Then, we run the experiment file, which should append its results to results.csv. For example, an experiment file could be run as python experiments/experiment.py when based in the main directory. You should be based in the main directory for each of these steps in order for files to go where they should. Each set of experiments (corresponding to one run of an experiment file) prints a CSV header line in addition to its data lines so that it is apparent which lines correspond to which experiment. We then copy the experiment result lines and the CSV header above them to a new CSV file in visualizations/results/[date]/. Lastly, we generate visualizations using the Jupyter notebook in visualizations/.

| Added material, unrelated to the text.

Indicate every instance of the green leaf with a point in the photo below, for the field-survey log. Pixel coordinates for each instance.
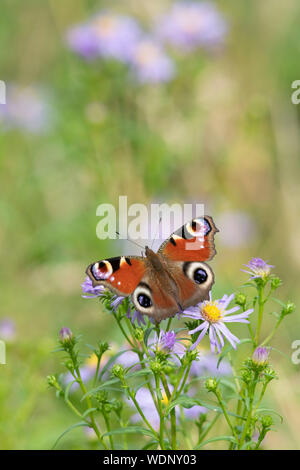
(77, 425)
(131, 430)
(215, 439)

Note: As mentioned above, files should be run from this main directory, so you will generally need to prepend file names with the name of the directory their are in.

Files

• README.md: This file is the one you are reading.
• raw/: contains the CSV files with HET data provided by AFRL
• data_generation/: contains files related to generating data
  • clean_het_data.py: a script that cleans the raw HET data.
    • We run it as, for example, python data_generation/clean_het_data.py raw/Cxx--2017_09_29--00041_Anode + Cathode current_(5e-03s_0_pts_avg).csv data/anode_cathode.
    • We recommend placing the cleaned data files into data/. Each file should then contain a scalar signal for use in data analysis.
  • clean_all_het_data.py : cleans all the HET data (which is not included in this public release) at once
  • generate_attractor.py: this script generates Lorenz data and places the results in the data/ directory.
    • The parameters for the generated system can be modified in the file.
• data/: The data generation/cleaning files will generate this directory when you run them. It should contain the scalar signals used in the experiments as .npy files.
• lib.py: This file contains the functions that are used for the data analysis. We call these functions from a file in experiments/ to generate data.
• experiments/: This directory contains several sets of "experiments" that use the functions in lib.py to generate results and appends the results to results.csv. The files in it can be used as templates for other experiments.
• results.csv: The experiments file generates this file when you run it. It contains the results of all the experiments you have run, where it inserts a CSV header line between groups of experiments to make it clear which experiments are grouped together. The parameters listed in the file are precisely those in default_dictionary, then default_result.
• visualizations/: This directory includes files generally relating to visualization.
  • visualizations.ipynb: This file contains most of the current visualizations that are used in the paper and presentations. Visualizations in this file use as data files in results/.
  • old-visualizations.ipynb: This file contains older visualizations that are not being currently used, and they may use data that was generated in an old or incorrect way.
  • optimize_tau_d.ipynb: This file contains code for the Average Mutual Information (AMI) method of finding tau, for generating the videos of the shadow manifold changing with different values of tau, and for Cao's method of finding the minimal embedding dimension.
  • results/: This directory contains subdirectories labelled by dates. Each of these dated directories has files that were generated on that date. Most of these files are CSV, though some may be other formats, like txt for bin counting and histograms.
• specialized: These files are generally standalone modifications of older versions of lib that were used to run particular tests or generate graphics that deviate from when the default lib file can provide for. Some modifications to them may be required to get their I/O working.